Although he appears to have been brought kicking and screaming, it looks like Scott Walker has decided to go forward with an emergency check of Milwaukee County buildings. The suggestion was first made by Milwaukee County Chairman Lee Holloway shortly after the tragedy at the O'Donnell Park parking structure last week. Perhaps the most surprising thing about this development is the apparent change in Walker policy on putting safety above cost.
When commenting on the emergency plan to check the safety of Milwaukee County buildings, Walker admitted that he didn't know what it was going to cost to pay the private contractor that he plans on using. He remarked that "public safety must come first" and that "money can be moved around to insure that safety remains a priority." It is really too bad that it took a tragedy to convert Walker to such a preventative approach.
He certainly didn't use that approach when he was warned about necessary maintenance at the courthouse. Ignoring those warnings thankfully didn't end in injury as limestone crashed down to the sidewalk. Walker also didn't apply this new safety before cost approach to Milwaukee County's Mental Health Complex. After years of cuts in funding and in staff, there is an entire menu of safety issues out there. The latest one involves an unexpected $15 million price tag for taxpayers.

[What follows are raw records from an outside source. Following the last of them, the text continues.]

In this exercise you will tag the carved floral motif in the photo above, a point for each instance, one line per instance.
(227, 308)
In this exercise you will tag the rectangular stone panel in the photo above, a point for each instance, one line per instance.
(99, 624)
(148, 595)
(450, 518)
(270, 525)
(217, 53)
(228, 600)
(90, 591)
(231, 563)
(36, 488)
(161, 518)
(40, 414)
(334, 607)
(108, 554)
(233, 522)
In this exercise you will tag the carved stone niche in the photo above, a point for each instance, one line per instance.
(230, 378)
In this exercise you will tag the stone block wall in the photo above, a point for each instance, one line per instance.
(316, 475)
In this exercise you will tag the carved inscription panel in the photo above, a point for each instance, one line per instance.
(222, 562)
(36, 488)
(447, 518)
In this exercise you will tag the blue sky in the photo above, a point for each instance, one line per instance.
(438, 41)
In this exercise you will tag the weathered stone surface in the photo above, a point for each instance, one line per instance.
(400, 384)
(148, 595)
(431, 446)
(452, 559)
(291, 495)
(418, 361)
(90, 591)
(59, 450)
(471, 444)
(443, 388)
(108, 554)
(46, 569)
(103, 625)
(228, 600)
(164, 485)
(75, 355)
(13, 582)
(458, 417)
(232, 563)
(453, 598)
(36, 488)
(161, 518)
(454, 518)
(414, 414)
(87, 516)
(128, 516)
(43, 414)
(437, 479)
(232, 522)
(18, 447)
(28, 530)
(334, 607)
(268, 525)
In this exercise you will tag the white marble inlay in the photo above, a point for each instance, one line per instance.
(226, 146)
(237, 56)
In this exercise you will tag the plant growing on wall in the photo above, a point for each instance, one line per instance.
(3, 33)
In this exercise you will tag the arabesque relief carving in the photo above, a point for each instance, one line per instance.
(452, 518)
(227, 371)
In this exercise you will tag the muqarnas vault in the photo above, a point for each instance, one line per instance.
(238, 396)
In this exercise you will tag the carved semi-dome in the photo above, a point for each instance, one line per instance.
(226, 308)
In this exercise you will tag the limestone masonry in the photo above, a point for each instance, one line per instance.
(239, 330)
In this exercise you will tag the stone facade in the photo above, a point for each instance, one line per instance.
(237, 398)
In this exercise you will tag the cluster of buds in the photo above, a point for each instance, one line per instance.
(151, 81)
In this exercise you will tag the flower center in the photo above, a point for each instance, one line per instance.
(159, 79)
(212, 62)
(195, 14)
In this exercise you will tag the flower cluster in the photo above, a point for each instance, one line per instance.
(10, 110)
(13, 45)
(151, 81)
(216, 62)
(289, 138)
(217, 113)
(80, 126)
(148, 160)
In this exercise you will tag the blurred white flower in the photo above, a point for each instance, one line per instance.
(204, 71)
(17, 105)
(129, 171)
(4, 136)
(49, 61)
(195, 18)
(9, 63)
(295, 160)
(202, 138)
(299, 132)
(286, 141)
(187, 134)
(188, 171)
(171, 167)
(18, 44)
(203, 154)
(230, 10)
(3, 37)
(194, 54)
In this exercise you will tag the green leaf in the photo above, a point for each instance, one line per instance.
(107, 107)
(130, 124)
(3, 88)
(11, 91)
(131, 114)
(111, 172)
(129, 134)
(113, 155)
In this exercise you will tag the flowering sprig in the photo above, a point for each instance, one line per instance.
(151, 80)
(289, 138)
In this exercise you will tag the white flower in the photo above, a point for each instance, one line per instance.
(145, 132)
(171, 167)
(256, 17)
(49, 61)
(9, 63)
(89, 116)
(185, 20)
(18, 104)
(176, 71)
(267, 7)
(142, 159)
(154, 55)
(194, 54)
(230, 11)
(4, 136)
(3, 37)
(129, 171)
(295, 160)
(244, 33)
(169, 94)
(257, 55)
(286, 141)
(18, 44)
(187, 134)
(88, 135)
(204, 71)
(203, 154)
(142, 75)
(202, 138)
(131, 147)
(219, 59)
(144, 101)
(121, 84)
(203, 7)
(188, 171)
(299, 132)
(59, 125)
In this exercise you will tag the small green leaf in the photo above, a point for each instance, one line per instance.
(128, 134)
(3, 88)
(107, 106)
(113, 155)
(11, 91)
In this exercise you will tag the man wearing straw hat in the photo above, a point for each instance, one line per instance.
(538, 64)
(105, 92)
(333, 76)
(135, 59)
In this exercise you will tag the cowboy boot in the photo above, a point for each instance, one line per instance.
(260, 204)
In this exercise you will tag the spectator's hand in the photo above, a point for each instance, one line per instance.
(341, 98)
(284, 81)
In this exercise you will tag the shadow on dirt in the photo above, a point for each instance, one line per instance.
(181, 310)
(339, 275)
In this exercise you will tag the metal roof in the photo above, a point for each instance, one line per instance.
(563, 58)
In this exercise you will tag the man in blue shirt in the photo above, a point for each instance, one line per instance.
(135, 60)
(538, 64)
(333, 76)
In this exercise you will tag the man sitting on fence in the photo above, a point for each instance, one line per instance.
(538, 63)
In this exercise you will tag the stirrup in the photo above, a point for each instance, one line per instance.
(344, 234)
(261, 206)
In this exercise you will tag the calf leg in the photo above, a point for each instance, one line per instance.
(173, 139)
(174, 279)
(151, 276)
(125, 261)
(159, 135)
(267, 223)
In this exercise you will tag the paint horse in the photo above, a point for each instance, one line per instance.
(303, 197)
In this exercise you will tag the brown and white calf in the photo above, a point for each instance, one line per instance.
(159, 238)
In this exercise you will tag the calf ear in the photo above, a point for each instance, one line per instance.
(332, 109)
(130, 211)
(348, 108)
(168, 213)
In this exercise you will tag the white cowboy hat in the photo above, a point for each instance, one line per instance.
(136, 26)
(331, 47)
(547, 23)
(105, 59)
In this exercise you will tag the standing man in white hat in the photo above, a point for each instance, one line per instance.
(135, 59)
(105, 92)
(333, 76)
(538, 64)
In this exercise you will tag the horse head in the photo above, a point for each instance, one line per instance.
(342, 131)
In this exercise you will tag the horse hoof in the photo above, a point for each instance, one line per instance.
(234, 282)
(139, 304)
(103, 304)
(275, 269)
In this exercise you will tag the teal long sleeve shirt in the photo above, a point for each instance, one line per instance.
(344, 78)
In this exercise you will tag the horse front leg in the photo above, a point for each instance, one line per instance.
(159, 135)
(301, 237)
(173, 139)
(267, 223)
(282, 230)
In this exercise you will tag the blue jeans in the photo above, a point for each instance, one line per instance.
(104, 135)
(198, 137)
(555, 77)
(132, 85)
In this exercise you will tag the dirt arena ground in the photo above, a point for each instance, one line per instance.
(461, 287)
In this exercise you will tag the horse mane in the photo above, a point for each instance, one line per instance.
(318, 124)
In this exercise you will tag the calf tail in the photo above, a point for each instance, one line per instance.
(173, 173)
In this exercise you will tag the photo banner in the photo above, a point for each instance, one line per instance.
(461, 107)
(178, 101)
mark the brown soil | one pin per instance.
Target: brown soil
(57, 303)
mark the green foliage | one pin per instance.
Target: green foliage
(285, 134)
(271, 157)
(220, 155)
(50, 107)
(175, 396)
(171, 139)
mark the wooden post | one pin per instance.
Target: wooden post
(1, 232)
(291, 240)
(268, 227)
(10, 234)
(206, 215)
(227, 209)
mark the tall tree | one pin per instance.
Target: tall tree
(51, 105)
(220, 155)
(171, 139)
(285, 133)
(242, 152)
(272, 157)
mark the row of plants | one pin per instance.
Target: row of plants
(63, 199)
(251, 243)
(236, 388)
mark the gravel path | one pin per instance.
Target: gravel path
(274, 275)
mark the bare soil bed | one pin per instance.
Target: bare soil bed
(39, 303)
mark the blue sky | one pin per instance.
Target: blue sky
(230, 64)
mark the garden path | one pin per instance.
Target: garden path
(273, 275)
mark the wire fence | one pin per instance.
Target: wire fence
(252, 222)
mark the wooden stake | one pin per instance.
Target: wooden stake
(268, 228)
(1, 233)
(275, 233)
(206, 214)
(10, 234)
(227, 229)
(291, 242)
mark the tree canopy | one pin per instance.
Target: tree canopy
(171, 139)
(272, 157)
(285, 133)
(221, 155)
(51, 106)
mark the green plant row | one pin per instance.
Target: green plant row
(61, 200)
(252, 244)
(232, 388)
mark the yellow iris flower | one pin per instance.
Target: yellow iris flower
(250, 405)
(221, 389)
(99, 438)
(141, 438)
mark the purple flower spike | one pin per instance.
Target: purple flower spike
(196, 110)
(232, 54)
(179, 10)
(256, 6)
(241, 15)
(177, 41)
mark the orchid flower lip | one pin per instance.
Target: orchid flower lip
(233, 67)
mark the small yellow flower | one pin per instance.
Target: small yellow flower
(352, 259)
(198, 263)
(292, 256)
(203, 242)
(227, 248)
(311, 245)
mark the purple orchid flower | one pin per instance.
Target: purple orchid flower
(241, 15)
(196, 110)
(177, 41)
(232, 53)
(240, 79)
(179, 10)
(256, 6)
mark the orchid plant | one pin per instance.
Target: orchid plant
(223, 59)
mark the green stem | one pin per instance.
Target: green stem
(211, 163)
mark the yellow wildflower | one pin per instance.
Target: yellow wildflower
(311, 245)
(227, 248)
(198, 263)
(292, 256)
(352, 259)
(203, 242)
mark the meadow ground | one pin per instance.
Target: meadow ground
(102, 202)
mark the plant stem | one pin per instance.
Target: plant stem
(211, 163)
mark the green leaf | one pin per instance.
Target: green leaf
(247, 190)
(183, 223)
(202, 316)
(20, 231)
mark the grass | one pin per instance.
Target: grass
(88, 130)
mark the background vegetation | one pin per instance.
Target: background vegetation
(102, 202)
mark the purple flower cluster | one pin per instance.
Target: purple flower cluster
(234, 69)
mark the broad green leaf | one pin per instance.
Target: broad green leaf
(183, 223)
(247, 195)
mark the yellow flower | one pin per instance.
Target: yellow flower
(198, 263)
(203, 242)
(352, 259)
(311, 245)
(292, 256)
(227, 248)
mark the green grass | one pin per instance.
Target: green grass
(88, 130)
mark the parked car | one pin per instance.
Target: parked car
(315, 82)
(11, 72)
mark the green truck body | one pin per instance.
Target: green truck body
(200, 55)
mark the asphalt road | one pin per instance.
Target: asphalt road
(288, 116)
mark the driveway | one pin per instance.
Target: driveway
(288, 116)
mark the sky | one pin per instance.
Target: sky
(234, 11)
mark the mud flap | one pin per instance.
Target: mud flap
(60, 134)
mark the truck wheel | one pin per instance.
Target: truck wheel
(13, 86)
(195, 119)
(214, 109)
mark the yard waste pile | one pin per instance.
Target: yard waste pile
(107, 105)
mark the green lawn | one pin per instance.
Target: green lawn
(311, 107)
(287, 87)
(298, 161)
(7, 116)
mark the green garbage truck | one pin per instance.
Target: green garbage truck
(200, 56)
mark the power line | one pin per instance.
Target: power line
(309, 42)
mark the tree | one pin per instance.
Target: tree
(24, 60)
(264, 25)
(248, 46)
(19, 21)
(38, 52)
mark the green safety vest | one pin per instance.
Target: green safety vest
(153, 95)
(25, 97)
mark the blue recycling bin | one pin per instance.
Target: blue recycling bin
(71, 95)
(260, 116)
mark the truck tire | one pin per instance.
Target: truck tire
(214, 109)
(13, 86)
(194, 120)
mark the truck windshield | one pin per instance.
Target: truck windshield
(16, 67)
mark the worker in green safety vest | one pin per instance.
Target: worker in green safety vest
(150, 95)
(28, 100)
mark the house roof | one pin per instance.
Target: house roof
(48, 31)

If Scott Walker would have exercised a safety-above-cost approach from the beginning perhaps he wouldn't be in this current unstable situation. Right now he doesn't know what the cost will be to have a private firm come in on an emergency basis to do these building inspections. Perhaps if he wouldn't have decimated the Architectural, Engineering and Environmental Services division in the first place, we could already be confident in the county's buildings or at least in the cost to properly inspect them. It would have largely been a built-in and already budgeted cost as opposed to the current expensive guessing game with a private contractor. Consider the following and how Walker's new approach may have changed things:
- In the 2002 budget the Architectural, Engineering Environmental Services division had 70.4 full-time equivalent positions. In the 2010 budget there were only 36.4 such positions remaining.
- Investments in that division have gone down from $7,339,513 in 2002 to $6,703,375 in 2010.
- Both a Milwaukee County audit in December and a Public Policy Forum analysis last October offered some brief but important commentary on the divisions' staffing issues and its impact. I wonder if these reports have anything to do with Walker's apparent nervousness about audits?
Considering his past policy and budgeting you can imagine a much different situation had he employed his new policy from the very beginning. There is no doubt that a long-term safety-before-cost approach would have provided some stability today. We would be talking about a solid public investment rather than an unknown private price tag after the fact. The only remaining question is whether the current Walker response is a one-time exception or if it is new Walker policy?